Durante gran parte del siglo XIX se mantuvieron esos criterios, a pesar de que gobernaran imperialistas o republicanos. A veces, el águila del escudo aparecía con una coronita y a veces no, pero los colores de religión, unidad con los europeos e independencia de España se mantuvieron. Todo cambió con el triunfo liberal de la República Restaurada en 1867. Como sabemos, Benito Juárez y sus amigos limitaron la influencia política de la iglesia católica, que en ese entonces tenía una agenda imperialista y monárquica. Por lo que los colores se mantuvieron, pero cambiaron de significado a esperanza, unidad y sangre. Sin embargo, nunca se ha establecido un significado oficial, ni siquiera en la Ley sobre la Bandera, por lo que cualquiera puede elegir el que más le convenga. Por ejemplo, no hay ley que limite proponer que los colores simbolicen hierba, terciopelo y azúcar refinada.

Fanático del futbol sostiene bandera modificada para contener a la Virgen de Guadalupe. 18 de junio de 2016. (AP Photo/ Marcio Jose Sanchez)

Las convenciones actuales se acordaron en 1968, probablemente influidos por las Olimpiadas que vendrían a México. No es sorpresa que las estrictas reglas de manejo de la bandera se las debamos a nuestro “querido” Gustavo Díaz Ordaz, un autoritario bien conocido que ordenó la matanza de Tlatelolco ese mismo año. Otra feliz casualidad histórica nos dice que, en esa ley, además, se establece que la institución encargada de vigilar el buen uso de la bandera es la Secretaria de Gobernación, en ese tiempo bajo el control del exagente de la CIA, Luis Echeverría. Ese equipo de ensueño, junto con el congreso priista de entonces, decidieron limitar el uso de la bandera a eventos deportivos y oficiales. Si tu quieres usarla en tu casa, puedes hacerlo, pero el escudo tiene que ir en blanco y negro, además de que tirarle algo encima y no limpiarlo es causal de multa (Artículo 32).

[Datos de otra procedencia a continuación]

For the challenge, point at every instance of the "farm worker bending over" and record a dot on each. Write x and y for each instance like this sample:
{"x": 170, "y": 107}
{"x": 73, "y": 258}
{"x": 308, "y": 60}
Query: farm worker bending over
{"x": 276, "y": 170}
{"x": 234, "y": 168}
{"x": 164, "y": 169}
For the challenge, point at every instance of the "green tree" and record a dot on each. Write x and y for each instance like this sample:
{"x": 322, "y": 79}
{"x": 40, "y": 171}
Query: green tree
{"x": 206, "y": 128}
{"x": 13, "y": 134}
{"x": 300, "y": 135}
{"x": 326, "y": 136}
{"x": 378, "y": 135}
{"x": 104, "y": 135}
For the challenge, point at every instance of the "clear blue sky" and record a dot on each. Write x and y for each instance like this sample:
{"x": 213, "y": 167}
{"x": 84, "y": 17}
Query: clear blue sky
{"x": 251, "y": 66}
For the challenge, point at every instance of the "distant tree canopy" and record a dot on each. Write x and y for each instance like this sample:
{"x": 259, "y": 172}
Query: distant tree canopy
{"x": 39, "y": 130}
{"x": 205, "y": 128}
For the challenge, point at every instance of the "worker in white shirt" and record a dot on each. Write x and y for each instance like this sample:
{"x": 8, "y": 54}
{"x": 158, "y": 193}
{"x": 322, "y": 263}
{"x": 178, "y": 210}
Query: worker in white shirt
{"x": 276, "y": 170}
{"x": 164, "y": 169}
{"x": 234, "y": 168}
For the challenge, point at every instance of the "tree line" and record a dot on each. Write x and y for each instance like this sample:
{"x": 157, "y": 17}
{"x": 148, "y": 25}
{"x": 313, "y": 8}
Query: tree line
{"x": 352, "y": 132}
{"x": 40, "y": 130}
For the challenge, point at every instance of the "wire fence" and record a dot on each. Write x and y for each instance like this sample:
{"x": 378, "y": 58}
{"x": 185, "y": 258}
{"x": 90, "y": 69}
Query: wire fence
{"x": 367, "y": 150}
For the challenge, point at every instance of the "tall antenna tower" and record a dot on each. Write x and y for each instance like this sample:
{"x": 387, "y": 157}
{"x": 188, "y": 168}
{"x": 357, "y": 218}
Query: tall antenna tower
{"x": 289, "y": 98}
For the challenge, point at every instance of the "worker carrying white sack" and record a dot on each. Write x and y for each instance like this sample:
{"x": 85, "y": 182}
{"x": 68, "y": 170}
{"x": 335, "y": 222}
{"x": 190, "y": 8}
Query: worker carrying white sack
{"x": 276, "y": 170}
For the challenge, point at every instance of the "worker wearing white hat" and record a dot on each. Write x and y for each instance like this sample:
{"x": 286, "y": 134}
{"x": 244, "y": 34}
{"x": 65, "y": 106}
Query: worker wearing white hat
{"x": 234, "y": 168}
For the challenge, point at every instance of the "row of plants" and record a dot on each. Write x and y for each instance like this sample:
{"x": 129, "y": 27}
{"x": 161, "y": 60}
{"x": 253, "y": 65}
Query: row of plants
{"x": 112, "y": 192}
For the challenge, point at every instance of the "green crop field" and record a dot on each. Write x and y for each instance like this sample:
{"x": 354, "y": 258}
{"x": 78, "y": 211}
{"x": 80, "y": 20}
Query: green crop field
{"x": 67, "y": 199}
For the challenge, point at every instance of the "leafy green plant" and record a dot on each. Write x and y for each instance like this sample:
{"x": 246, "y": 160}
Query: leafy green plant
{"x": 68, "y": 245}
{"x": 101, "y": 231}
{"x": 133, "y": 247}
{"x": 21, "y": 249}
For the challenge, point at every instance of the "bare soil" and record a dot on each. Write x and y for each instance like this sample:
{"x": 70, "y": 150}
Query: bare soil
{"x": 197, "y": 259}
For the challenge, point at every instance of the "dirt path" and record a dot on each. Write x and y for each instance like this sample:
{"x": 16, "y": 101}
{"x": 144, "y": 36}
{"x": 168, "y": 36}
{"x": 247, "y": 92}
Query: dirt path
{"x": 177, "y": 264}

La ley también indica que se tiene que rendir “culto” a la bandera (Artículo 21), lo cual se contradice con la garantía constitucional de libertad de culto, si lo piensan. Ésta es una herencia directa de la religión católica, pues se desprende del culto a la república que impulsaron los liberales después de que separaron a la iglesia del Estado. Es decir, se trata de una suerte de “religión de la patria”. Es bien conocido que no puedes usar la bandera en una playera o en tu ropa interior; menos conocidas son las indicaciones que estipula la ley para que la bandera “salude” a determinadas personas u objetos (Artículo 13).

Aficionados mexicanos “firman” una bandera gigante de México. 13 de mayo de 2010 en Houston, Texas, Estados Unidos (Photo by Bob Levey/Getty Images)

La invención de las banderas tiene sentido porque ayuda a unificar a un territorio políticamente, por eso es un instrumento del poder. No está mal que te guste la bandera o que te sientas identificado con ella. Después de todo, este tipo de símbolos ayuda a consolidar identidades comunes y fomenta valores democráticos como la justicia, la libertad y la equidad. Los símbolos patrios pueden ser una manera de sentirnos parte de una misma sociedad y generar empatía entre personas que nunca se han visto, pero que se identifican como mexicanos.

Sin embargo, los usos restrictivos de estos símbolos suelen ser una manera de imponer un régimen político. ¿Quién es dueño de la bandera?, ¿por qué el gobierno priista tiene que marcar cómo utilizo un símbolo que me habla de mi historia? Por ejemplo, hubo una controversia porque en algunas marcha se usaba una bandera de México de “luto”, es decir, con el color negro en lugar del verde y el rojo; en referencia a las víctimas de la violencia en nuestro país. ¿Tiene el gobierno, al menos parcialmente responsable de la guerra con el narco, la altura moral como para prohibirnos manifestarnos de esa forma? ¿La bandera es suya o nuestra? Es completamente legítimo que cualquiera se sienta orgulloso de su bandera, pero no deja de ser importante preguntarnos ¿a qué le estoy brindando culto?